Manfred Peter: „Braucht flugfreie Zeit“

Mit der zunehmenden Durchimpfungsrate hofft der Schwechater Flughafen auf einen baldigen Turbinenstart in der Luftfahrt. Doch bis das (Rekord-)Niveau von 2019 wieder erreicht werden kann, wird es wohl noch zwei bis drei Jahre dauern. Doch dorthin wollen nicht alle, allen voran viele lärmgeplagte Anrainer.
Daher wird wohl dem Dialogforum, dem aus dem Mediationsverfahren hervorgegangenen Mediationsverein, eine besondere Rolle zukommen. Davon ist auch der Schwadorfer Manfred Peter im NÖN-Gespräch überzeugt. Er ist Sprecher der im Dialogforum vertretenen und aus mehreren Bürgerinitiativen bestehenden Arbeitsgemeinschaft gegen Fluglärm (ARGE).
NÖN: Eine zentrale Forderung der ARGE war es, dass der Flughafen durch das Luftfahrt-Grounding keinen Nachtflug-Polster anhäuft. Pro Jahr sind maximal 4.683 Flüge zwischen 23.30 und 5.30 Uhr erlaubt, gerechnet wird aber im Fünf-Jahres-Durchschnitt.

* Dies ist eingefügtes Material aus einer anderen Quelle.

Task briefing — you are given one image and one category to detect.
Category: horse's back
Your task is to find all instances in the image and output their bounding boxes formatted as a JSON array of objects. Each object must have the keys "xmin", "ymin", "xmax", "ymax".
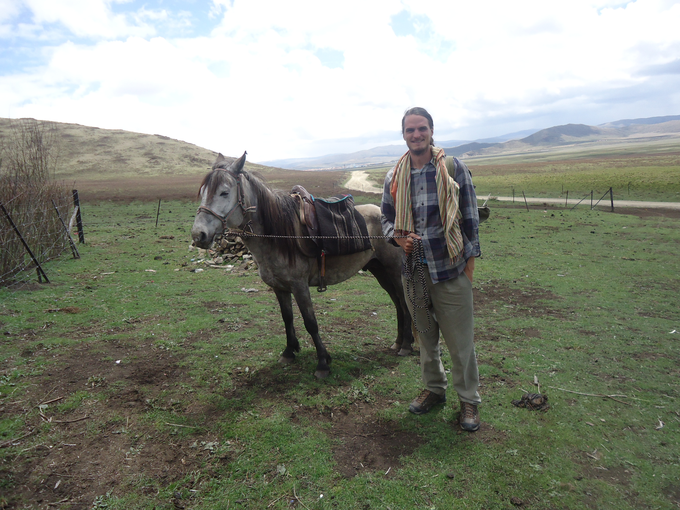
[{"xmin": 355, "ymin": 204, "xmax": 382, "ymax": 237}]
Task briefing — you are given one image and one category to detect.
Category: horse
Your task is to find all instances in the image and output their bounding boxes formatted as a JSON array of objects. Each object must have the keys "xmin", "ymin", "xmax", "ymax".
[{"xmin": 191, "ymin": 151, "xmax": 413, "ymax": 379}]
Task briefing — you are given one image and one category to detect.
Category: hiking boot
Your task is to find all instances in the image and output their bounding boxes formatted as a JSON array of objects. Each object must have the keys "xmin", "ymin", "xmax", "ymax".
[
  {"xmin": 459, "ymin": 401, "xmax": 480, "ymax": 432},
  {"xmin": 409, "ymin": 389, "xmax": 446, "ymax": 415}
]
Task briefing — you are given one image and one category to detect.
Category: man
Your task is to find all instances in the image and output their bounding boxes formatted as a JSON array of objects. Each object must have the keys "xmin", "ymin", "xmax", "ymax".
[{"xmin": 381, "ymin": 107, "xmax": 482, "ymax": 432}]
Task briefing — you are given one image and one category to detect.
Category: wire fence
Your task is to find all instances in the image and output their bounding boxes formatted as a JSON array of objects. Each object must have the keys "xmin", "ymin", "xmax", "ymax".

Manfred Peter: In diesem Fall gibt es bereits eine Einigung zwischen uns und der Flughafen Wien AG. Ein Ansammeln sieht der (Mediations-)Vertrag nicht vor. Die Zahlen des Fünf-Jahres-Durchschnitts müssen unter dem Deckel von 4.683 Flügen bleiben. Ich bin froh, dass es zu dieser Einigung kam.
Die Nachflüge sind ja generell ein großer Streitpunkt.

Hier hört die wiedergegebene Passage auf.